When I was reading JuraBlogs (shows the newsfeeds of German legal weblogs), I clicked on ‘Slip Opinion: Todesstrafe’ at the German American Law Blog. Instead of the entry, the following appeared on my screen:
Kein Zugang aus impressumspflichtigen Staaten
Impressumspflicht verletzt US-Recht
Sollten Sie versehentlich über einen Dienst aus einem Staat mit Impressumspflicht hier gelandet sein, doch nicht aus einem Staat mit Impressumspflicht stammen, klicken Sie hier zum Besuch von German American Law Journal in Washington, DC, USA.
Impressumspflicht is hard to translate, isn’t it? Anyway, I live in Germany and I come from the UK, and both of those states are members of the EU. It’s widely believed that the Impressum is German law, but in fact it’s EU law (see my archives). So I am not allowed to access the German American Law Journal (German version) via its newsfeed. I am not sure why this is, though.

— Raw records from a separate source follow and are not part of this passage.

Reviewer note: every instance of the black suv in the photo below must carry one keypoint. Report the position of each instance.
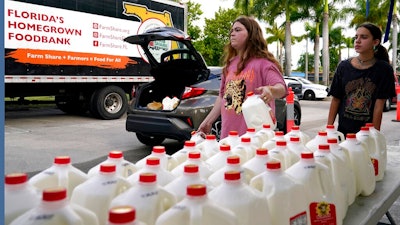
(179, 71)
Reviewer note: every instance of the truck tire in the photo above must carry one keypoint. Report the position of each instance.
(108, 103)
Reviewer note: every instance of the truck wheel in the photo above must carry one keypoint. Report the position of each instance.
(108, 103)
(149, 140)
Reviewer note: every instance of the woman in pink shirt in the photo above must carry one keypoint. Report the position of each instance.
(249, 66)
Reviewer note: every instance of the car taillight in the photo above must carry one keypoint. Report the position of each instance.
(191, 92)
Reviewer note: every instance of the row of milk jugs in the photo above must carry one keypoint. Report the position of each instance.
(262, 177)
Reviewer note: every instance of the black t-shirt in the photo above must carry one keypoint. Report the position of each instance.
(358, 90)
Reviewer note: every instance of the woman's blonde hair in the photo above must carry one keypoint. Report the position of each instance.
(256, 46)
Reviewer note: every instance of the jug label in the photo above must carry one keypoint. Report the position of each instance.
(322, 213)
(299, 219)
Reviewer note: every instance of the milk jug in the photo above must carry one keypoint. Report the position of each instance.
(286, 199)
(271, 143)
(61, 173)
(124, 167)
(296, 132)
(319, 191)
(361, 164)
(97, 192)
(54, 208)
(153, 166)
(149, 198)
(256, 112)
(205, 170)
(158, 151)
(123, 215)
(345, 168)
(209, 146)
(197, 209)
(19, 196)
(189, 176)
(364, 136)
(320, 138)
(333, 133)
(245, 149)
(338, 177)
(232, 163)
(380, 142)
(249, 205)
(218, 160)
(232, 140)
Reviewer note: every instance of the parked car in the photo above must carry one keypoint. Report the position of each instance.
(311, 91)
(179, 71)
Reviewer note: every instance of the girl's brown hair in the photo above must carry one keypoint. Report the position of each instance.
(256, 46)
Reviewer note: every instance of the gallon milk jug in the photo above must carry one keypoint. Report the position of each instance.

The first link took me to a Supreme Court decision, JOSEPH McINTYRE, executor of estate of MARGARET McINTYRE, deceased, PETITIONER v. OHIO ELECTIONS COMMISSION. Why do I have the feeling that this decision doesn’t apply to me because I’m not a US citizen?

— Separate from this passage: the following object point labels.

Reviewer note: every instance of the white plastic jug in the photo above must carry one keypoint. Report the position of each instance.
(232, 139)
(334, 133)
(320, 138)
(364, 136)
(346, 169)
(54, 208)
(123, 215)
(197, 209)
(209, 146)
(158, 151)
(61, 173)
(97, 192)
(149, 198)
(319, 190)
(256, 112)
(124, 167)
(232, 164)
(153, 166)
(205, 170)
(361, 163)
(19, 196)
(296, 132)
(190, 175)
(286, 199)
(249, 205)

I then – disobeying the rules – clicked through to the blog and found that slip opinion means vorläufige Begründung. Thanks!

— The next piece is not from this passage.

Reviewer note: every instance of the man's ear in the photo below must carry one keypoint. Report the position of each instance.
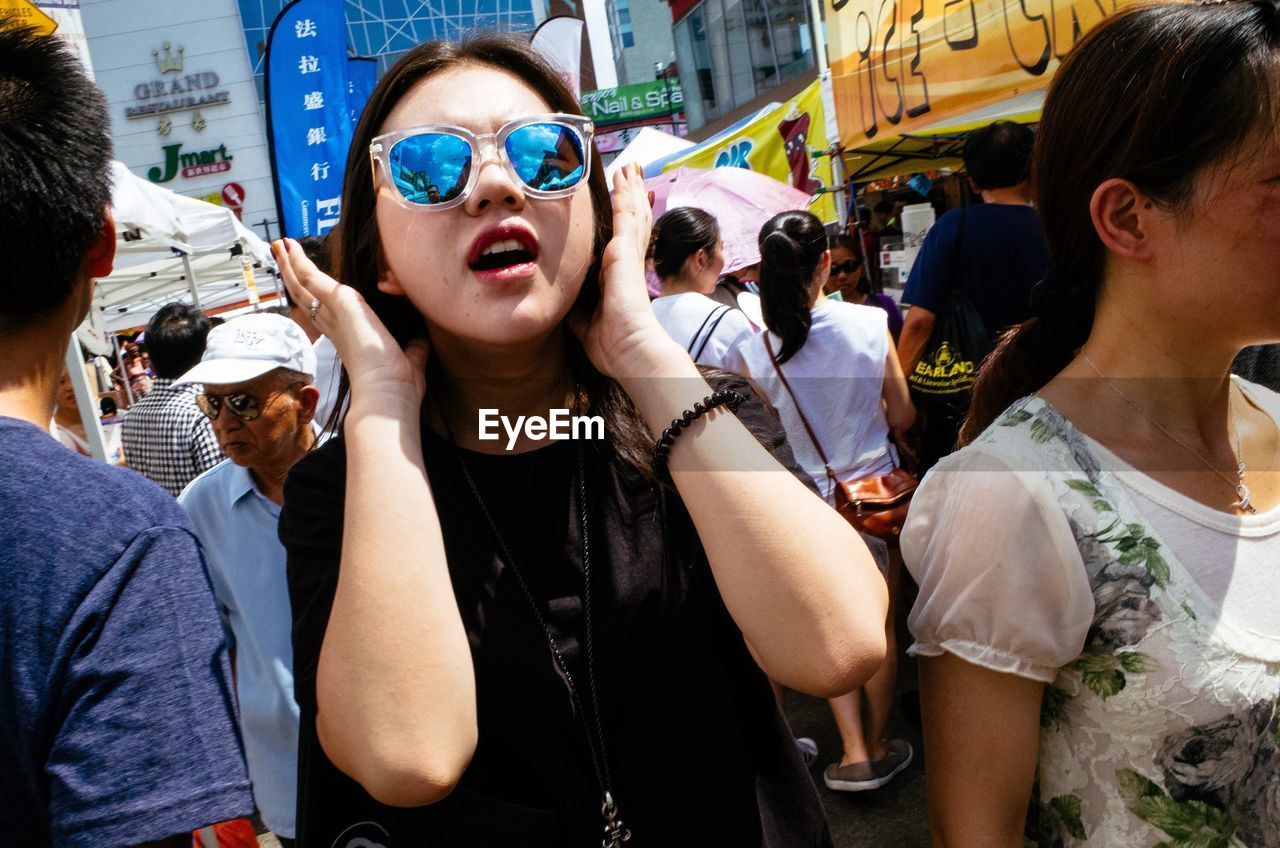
(310, 397)
(101, 254)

The next thing I did was to see what happens if I click on a link to the English-language version of the German American Law Journal (there was an entry on Sunday). Well, what do you know – no nasty warning! But what about people from Ireland or the UK, or any other people from the EU who want to read that blog? It seems that only Germany and Austria are being banned here.
LATER NOTE: There is an explanation of the blocking at Die Blogelei.